Push-Button Draperies
Some homeowners have made the best of the situation by buying window treatments that can be controlled electronically. The fabric—be it a heavy-duty shade or a flimsy decorative sheer—is attached to a standard-looking rod, roller or track that has a small motor built in. When this motor is triggered, it moves the fabric over the window. A handheld remote is commonly used to activate the motor, which means you can simply press a button to position the window treatments instead of having to tug them into place manually. “Having that kind of control is a huge convenience, particularly in larger homes,” says home systems installer Jan Vitrofsky of HED South, based in Hollywood, FL.

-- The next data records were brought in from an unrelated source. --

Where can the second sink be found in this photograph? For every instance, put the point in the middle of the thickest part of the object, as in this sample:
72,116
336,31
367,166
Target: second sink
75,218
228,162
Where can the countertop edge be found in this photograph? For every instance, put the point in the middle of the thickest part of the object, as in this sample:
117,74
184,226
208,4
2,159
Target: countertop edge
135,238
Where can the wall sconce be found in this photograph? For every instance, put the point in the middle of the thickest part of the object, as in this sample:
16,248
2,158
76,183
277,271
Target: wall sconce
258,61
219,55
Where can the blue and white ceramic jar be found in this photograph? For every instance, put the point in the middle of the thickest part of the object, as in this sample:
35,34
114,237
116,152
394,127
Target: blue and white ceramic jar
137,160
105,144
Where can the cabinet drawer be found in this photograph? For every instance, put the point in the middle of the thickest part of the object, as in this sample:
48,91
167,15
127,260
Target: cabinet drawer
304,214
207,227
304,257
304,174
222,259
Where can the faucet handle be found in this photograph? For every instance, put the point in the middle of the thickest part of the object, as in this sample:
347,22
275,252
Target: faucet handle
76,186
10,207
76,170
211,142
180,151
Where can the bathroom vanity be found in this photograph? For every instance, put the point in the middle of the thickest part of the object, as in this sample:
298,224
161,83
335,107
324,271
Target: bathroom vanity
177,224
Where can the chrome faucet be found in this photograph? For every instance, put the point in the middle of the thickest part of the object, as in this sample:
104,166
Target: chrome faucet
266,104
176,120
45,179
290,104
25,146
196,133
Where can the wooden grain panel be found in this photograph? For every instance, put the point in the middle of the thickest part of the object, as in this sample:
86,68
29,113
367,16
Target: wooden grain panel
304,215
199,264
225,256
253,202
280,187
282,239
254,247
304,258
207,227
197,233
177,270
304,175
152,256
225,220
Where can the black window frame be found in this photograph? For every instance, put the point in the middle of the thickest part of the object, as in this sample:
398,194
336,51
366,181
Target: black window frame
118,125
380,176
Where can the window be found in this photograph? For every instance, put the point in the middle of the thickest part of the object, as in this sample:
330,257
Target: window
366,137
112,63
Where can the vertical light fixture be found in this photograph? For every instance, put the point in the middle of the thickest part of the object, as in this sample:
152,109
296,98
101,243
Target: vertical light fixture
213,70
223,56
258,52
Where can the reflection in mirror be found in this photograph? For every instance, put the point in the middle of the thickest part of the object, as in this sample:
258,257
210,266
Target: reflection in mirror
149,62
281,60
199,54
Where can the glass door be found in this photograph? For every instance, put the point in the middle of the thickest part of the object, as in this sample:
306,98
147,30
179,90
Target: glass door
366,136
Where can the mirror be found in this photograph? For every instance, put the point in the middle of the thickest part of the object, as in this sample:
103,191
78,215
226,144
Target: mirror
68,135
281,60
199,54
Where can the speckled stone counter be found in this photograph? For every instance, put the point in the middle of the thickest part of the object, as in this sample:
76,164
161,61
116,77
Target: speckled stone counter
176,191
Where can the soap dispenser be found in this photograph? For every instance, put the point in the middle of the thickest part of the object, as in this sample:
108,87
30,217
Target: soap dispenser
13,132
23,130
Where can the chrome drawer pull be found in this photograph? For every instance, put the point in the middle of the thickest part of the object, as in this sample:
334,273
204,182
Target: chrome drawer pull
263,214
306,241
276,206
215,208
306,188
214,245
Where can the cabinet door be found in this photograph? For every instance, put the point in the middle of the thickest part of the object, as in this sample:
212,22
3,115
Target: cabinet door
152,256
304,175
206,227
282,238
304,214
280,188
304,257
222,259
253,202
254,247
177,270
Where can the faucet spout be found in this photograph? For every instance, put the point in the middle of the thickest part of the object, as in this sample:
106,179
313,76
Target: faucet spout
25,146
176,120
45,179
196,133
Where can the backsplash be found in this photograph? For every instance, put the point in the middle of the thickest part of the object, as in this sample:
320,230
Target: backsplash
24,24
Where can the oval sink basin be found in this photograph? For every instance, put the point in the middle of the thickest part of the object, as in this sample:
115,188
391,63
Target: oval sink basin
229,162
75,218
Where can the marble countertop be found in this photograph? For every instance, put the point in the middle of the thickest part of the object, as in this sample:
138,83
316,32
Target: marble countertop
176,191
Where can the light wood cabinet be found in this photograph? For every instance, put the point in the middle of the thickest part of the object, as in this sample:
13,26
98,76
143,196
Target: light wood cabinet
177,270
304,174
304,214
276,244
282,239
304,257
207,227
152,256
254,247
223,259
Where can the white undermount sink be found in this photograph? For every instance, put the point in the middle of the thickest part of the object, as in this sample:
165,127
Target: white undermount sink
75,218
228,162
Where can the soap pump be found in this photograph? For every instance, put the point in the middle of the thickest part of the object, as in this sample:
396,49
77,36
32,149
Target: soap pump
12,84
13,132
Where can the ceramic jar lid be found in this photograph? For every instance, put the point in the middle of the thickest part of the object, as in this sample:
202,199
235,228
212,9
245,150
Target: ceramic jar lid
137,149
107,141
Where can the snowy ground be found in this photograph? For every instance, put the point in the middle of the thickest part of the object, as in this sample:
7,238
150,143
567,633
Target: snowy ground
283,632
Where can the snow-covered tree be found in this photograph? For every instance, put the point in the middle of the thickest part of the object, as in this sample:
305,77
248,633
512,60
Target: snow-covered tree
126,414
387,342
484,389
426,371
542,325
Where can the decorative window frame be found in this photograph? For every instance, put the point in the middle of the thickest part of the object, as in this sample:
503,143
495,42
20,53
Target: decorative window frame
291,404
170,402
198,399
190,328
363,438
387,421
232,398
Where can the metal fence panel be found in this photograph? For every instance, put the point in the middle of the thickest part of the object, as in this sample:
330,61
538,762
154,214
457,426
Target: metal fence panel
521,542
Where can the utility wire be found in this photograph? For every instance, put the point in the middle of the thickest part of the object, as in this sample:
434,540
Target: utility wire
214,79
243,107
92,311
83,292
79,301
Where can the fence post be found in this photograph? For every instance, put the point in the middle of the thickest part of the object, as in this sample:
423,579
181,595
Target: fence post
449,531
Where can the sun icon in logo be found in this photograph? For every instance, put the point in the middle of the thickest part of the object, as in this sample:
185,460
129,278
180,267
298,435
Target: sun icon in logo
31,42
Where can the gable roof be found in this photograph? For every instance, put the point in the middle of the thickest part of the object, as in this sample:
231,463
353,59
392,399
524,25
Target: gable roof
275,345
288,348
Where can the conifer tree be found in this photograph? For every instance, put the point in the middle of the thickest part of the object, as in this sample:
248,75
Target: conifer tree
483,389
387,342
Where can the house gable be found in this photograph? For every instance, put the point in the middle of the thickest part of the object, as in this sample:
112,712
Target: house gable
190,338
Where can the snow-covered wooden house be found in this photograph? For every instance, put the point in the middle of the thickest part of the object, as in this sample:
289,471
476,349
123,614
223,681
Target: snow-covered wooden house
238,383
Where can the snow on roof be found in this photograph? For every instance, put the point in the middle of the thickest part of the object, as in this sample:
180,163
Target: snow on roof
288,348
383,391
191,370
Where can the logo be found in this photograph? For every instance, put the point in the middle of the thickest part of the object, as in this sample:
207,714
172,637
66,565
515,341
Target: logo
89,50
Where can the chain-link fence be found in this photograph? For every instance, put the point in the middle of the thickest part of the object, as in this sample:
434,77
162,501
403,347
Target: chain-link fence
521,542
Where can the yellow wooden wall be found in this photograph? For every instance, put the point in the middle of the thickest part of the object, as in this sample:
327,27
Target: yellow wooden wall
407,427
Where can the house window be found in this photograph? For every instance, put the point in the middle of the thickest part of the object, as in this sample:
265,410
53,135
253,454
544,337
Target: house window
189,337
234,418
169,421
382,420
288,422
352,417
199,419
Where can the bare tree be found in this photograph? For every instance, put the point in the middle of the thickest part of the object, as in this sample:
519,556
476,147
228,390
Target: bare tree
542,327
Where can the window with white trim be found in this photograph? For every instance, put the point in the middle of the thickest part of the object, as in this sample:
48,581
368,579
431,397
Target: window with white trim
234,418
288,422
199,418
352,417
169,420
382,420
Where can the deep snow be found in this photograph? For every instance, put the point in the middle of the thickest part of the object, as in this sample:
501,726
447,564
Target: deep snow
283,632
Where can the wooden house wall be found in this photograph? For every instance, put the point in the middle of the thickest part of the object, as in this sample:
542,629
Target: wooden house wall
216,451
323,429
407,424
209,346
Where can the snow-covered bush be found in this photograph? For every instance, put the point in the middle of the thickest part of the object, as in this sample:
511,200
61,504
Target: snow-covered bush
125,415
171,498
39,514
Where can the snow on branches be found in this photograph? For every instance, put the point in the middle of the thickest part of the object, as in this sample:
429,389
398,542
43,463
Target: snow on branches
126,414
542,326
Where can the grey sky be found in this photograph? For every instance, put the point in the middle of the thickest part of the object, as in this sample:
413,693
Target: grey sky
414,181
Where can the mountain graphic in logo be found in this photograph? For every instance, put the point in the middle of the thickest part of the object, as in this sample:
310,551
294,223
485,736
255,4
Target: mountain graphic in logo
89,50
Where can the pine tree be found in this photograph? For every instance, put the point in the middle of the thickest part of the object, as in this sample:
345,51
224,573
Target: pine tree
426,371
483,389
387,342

Convenience is a good reason to outfit your home with electronically controlled window coverings. But recently, manufacturers, home systems installers and lighting designers have started to focus on the importance of these types of treatments to the overall lighting effect of a room. It’s fairly easy to see the connection between natural light (sunlight) and artificial light: The more sunlight a room receives, the less you may need to use the light fixtures to illuminate the space. On the flip side, when there’s less sunlight available, you may want the room lights at their brightest levels. “It’s all about achieving a pleasing balance,” says Gary Meshberg, director of marketing for Lightolier Controls, a manufacturer of residential lighting systems. “When the light is balanced, the entire room looks better.”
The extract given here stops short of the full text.